Man may be the most adaptable of all the animals on earth, but his adaptability cannot compare with the way in which plants will change to survive in a world controlled by men. When anyone who lives in a modern industrialised country comes face to face with a land plant, he can be almost certain that it is not entirely as nature would have it, but what man has made it. Only the plants in the oceans have lived and developed throughout time more or less untroubled by the ambitions of mankind.
When you look at a field of waving corn, it is not the original wild corn from the upland slopes of Asia Minor. It is a new species developed by selection and cross-fertilisation to produce a bigger grain for the feeding of men and their domestic animals. Even the grass of meadow and pasture is not the wild scrub of the tundra. It has grown from selected seed, cleaned of the interloping weed and the fungal pest.
The potted plant so carefully watered and tended, even the flowers in parks and gardens, are not wild species. They are hybrids of hybrids, fed with nitrate and life. The fruits and vegetables on your table would not have existed had men not altered the course of their development.
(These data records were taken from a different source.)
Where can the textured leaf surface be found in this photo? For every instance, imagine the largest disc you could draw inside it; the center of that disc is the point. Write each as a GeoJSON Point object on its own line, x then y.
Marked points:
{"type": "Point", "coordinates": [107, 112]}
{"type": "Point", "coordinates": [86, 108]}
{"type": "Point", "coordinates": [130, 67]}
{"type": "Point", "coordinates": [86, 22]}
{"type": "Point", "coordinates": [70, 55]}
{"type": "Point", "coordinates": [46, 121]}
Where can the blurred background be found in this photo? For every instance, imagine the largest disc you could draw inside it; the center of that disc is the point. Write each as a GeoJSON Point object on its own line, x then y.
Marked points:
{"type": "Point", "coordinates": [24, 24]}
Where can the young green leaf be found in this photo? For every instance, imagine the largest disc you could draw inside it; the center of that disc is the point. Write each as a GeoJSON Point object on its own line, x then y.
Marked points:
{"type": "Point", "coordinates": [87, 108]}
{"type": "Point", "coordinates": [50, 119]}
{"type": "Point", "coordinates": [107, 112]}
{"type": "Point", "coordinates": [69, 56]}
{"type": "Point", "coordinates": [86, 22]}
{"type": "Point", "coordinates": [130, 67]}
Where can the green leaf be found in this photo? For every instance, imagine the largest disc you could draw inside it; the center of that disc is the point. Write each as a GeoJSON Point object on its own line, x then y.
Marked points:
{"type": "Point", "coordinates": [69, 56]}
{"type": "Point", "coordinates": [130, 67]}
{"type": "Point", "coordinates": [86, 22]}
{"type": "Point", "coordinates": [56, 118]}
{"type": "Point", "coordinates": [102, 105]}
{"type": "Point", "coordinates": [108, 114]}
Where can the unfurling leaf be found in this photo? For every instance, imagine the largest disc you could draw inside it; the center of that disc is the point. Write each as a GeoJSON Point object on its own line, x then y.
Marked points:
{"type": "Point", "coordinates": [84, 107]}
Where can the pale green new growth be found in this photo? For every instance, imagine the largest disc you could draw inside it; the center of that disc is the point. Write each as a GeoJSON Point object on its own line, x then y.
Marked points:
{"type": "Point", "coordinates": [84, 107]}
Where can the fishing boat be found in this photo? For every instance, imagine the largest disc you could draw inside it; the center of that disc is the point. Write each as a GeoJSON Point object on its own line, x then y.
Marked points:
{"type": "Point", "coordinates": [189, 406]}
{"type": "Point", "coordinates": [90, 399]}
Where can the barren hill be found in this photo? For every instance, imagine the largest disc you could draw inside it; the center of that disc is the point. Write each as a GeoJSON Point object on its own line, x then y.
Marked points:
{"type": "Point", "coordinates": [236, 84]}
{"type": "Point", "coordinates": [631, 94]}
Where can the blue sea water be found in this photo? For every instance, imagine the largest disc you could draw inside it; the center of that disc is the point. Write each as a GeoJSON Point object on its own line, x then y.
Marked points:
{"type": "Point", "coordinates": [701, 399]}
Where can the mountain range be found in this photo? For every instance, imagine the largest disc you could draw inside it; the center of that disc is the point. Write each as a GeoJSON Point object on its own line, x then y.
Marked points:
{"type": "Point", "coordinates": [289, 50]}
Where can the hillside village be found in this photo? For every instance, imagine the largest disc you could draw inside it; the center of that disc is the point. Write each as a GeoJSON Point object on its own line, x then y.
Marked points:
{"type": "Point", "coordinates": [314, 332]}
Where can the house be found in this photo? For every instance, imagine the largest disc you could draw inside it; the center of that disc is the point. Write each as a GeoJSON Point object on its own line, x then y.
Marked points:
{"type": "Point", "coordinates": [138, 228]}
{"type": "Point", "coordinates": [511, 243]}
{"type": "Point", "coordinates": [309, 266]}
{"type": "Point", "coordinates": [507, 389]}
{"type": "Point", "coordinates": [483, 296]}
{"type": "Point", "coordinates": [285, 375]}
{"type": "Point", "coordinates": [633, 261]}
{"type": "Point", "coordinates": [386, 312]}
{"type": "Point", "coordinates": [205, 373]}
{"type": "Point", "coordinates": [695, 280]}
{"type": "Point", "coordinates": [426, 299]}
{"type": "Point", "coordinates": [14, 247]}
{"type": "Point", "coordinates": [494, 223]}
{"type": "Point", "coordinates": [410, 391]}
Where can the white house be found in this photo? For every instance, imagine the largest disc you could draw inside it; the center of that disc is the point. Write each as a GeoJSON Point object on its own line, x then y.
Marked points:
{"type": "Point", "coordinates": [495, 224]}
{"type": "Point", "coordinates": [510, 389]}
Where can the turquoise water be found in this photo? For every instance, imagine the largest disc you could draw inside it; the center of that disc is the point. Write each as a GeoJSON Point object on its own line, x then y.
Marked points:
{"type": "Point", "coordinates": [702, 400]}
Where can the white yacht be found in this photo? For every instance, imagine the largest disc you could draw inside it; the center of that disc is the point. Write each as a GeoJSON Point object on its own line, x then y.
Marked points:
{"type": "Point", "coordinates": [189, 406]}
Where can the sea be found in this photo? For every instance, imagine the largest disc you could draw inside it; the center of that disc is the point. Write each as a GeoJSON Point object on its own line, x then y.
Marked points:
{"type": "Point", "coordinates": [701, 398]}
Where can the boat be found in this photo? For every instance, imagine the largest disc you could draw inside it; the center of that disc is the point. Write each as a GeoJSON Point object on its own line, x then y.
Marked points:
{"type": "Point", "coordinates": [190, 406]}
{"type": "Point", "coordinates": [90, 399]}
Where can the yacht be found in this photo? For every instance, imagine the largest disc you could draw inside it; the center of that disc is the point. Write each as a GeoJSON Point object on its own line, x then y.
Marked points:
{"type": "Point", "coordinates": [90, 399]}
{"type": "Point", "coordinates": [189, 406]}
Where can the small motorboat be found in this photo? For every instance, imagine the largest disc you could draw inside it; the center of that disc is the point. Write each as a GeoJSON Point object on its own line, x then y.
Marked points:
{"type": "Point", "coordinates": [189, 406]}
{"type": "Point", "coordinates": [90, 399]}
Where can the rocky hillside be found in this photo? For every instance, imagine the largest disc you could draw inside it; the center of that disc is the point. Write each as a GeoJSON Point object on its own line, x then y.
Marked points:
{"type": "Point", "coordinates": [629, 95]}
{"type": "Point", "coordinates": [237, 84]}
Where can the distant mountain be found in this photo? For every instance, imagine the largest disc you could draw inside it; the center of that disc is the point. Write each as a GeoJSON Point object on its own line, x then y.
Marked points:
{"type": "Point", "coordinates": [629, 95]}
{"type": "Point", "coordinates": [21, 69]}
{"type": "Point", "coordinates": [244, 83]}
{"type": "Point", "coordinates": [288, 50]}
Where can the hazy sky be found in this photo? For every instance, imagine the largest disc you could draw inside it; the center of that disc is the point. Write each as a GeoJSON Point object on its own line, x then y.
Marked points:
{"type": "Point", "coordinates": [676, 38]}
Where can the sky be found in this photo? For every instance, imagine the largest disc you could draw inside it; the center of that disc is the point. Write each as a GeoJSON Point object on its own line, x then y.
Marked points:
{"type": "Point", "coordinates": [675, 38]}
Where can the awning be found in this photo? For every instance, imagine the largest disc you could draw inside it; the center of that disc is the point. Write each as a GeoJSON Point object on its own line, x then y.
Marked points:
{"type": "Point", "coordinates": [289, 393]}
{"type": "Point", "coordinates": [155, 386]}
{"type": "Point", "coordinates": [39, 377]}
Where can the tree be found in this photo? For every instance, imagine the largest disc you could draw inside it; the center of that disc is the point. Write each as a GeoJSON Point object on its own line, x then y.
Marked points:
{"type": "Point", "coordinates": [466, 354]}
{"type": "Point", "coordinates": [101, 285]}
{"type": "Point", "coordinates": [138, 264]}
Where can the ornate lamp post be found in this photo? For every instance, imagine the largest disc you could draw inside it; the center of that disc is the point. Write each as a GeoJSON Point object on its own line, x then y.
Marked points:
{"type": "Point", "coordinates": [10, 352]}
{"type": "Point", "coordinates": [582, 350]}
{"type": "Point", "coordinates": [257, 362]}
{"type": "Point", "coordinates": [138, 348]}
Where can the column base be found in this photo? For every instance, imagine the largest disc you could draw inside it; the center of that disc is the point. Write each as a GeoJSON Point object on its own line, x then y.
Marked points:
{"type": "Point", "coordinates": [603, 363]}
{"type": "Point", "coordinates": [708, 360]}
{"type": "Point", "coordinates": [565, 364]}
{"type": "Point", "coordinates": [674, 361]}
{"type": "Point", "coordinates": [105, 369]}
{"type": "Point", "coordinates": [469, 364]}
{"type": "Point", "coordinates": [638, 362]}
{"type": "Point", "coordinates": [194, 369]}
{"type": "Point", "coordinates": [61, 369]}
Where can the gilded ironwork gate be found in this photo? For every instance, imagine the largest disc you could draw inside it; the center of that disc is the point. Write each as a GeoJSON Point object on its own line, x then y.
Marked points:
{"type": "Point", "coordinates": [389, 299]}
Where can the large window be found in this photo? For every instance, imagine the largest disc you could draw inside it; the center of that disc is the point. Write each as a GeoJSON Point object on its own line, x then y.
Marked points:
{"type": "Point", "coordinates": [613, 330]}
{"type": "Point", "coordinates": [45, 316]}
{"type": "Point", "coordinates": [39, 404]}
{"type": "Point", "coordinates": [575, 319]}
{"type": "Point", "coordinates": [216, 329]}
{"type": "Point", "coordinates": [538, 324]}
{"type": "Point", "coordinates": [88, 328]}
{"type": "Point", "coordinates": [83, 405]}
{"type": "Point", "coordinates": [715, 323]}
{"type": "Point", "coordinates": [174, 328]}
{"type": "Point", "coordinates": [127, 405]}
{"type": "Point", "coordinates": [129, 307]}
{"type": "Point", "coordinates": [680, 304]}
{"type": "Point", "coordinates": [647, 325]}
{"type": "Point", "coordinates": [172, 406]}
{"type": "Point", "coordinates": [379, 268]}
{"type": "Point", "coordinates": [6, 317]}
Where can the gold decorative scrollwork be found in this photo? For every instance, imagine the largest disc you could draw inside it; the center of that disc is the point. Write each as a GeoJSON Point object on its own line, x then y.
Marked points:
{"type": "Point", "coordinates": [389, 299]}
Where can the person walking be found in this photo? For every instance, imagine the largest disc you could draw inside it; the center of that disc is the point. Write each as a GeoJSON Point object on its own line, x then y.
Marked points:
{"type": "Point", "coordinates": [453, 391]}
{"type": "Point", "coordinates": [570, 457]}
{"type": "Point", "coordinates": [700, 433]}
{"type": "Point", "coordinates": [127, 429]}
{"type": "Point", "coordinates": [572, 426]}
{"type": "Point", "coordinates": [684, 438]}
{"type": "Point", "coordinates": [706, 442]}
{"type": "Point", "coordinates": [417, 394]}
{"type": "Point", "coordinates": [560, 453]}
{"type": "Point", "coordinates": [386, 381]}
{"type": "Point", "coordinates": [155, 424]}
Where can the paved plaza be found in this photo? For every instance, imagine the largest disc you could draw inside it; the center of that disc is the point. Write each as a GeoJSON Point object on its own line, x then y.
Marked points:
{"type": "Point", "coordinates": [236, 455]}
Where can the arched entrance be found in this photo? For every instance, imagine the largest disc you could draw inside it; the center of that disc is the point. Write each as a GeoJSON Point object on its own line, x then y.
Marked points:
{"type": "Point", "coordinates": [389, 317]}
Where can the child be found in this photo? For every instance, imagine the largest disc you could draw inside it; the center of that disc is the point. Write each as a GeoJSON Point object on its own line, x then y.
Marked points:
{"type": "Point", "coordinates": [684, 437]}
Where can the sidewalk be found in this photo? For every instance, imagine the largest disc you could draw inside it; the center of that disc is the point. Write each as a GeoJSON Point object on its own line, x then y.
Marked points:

Even the wild fruit trees and the wild vegetable plants growing in the countryside are discarded stages in that development.
Wild Plants
Many of the wayside wild flowers found themselves where they are because men brought the first seeds to the area, and some of their descendants escaped and flourished where they fell. The wild parsley, the wild garlic and the wild mustard all have relations producing their spices and flavours for the modern cook. The wild vine once produced its fruit to fill the wine bottles of a vanished society. The wild flax once gave seed oil to fill the lamps of long ago: its cousin still provides fine linen for your home. The foxglove and the deadly nightshade have cured men's ills, the madder and the now wild woad have dyed his raiment.
Even the mighty trees of the forest can live only where man permits them. They may stand proudly erect only as long as man finds them useful for his own devices. The history of their coming and going is told now only in the microscopic pollen grains buried deep in the layers of peat where once the wild, free forest grew. There is no part of any civilised countryside where the plants have not felt the influence of man. In the past, he may have used them with scant respect. That they have survived in such profusion reflects less credit on him than on their own cunning. Perhaps plants cannot think, but plants have the knowledge to survive.